But the other outcome from the Bob Brown meeting was the encouragement to the Greens to listen to what Jews have to say and the issues that impact them, particularly when it comes to Israel, as well as how Israel balances decisions in an increasingly unstable region and with a world increasingly frustrated and demanding a just outcome for Palestinian Arabs and for Israel to meet it’s human rights obligations.
Meanwhile, the Greens have helped stop the ridiculous Malaysia solution for the offshore processing of asylum seekers. Jews, having always been interested in social justice, would in my view relate to this, especially when, as of March 2012, there were 1,023 children in all forms of detention.
I have a strong sense of the importance of education, again a very Jewish philosophy.

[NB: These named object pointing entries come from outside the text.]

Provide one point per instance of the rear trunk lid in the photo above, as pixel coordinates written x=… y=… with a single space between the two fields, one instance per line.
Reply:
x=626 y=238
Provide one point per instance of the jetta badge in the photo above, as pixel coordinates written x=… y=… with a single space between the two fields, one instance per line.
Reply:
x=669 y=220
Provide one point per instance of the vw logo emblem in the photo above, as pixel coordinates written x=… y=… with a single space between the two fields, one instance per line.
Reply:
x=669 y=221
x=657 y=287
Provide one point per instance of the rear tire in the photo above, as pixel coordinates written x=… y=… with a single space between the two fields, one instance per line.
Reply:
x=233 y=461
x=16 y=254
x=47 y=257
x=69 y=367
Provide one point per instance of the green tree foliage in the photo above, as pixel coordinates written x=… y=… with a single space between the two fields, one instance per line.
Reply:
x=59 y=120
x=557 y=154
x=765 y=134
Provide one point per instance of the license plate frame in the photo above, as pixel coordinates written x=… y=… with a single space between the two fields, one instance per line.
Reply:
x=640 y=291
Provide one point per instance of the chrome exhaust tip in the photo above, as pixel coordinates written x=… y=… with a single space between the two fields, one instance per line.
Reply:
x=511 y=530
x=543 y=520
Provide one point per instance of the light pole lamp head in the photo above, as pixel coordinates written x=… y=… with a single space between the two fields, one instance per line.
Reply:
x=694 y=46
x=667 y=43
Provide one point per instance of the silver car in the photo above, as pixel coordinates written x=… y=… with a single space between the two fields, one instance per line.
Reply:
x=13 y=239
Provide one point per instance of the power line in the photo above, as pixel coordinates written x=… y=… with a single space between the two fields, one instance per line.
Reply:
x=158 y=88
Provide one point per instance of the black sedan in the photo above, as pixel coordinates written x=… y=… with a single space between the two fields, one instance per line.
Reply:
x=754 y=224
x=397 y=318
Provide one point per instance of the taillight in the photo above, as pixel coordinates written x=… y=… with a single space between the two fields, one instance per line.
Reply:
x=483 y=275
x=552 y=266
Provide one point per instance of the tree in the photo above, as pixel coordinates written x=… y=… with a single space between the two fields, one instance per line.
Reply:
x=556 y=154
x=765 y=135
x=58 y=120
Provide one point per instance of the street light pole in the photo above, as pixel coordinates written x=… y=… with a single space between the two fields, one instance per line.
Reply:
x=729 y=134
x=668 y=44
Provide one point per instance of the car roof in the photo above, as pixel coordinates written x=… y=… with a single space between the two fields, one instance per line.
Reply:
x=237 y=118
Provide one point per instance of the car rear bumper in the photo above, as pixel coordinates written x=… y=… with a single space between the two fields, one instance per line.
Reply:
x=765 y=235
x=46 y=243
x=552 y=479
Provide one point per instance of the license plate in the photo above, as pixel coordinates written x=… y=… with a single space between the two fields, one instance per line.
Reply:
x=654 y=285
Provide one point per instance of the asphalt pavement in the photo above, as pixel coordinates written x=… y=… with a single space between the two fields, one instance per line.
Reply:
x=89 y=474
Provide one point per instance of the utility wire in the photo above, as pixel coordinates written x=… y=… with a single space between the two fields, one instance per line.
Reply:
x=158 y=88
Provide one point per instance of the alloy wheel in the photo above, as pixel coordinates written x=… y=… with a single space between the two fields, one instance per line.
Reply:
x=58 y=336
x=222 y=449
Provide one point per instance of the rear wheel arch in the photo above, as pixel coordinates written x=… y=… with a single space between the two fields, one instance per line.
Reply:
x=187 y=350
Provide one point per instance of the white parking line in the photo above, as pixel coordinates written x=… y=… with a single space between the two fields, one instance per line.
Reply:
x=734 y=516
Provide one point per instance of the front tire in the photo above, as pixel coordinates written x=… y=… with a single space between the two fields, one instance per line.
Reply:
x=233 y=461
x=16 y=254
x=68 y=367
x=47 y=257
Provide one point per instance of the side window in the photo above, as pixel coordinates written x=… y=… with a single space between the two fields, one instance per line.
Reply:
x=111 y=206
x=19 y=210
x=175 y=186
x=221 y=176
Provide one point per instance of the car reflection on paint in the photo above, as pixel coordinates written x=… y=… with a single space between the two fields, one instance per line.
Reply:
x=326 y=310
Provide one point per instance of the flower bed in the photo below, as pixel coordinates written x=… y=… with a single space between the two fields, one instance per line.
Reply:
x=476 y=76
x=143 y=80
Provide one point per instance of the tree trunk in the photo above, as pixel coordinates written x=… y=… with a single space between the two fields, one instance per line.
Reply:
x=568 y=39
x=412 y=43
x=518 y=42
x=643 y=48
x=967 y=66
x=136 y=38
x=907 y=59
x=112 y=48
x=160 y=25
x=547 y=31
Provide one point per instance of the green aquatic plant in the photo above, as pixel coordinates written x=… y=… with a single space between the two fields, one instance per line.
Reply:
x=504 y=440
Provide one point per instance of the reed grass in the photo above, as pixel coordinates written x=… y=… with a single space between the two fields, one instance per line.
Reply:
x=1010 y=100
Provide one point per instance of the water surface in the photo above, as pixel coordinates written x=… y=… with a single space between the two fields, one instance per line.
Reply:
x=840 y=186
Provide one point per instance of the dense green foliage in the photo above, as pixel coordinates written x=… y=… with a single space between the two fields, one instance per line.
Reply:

In my mind, the Greens, and in particular the people I speak to, talk of the need to invest in fixing the structural deficiencies within our education system and to prioritise the education of our children by properly applying proceeds in our affluent society.
Finally, it is fundamentally clear my mind that as the world approaches the limits on fossil fuel production, as the cost of fossil fuels increase, and as the demand for cleaner air becomes louder, cities and transport systems that depend on fossil fuels will need to adapt. I feel the Greens are the only political force driving this change. Our congested environment is putting stress on resources such as water and food, and again it is the Greens demanding change. These issues are just as relevant to Australia as they are to Israel. In the new Green paradigm, global security, including economic and human risks, will depend on a political will to confront and change ideas and bring about innovation and reinvention of society in order to be able to deal with those risks.
Senator Richard Di Natale has been invited to speak at Limmud Oz on Monday 11 June from 3:45pm – 4:45pm. His session will be an opportunity for the Jewish community to engage with the Greens and to put their concerns to him as well as to clarify any concerns with the Greens’ policy agenda, including pollution taxes, mining tax, dental plans, animal rights, marriage equality bill etc. I encourage attendees to come and say hello.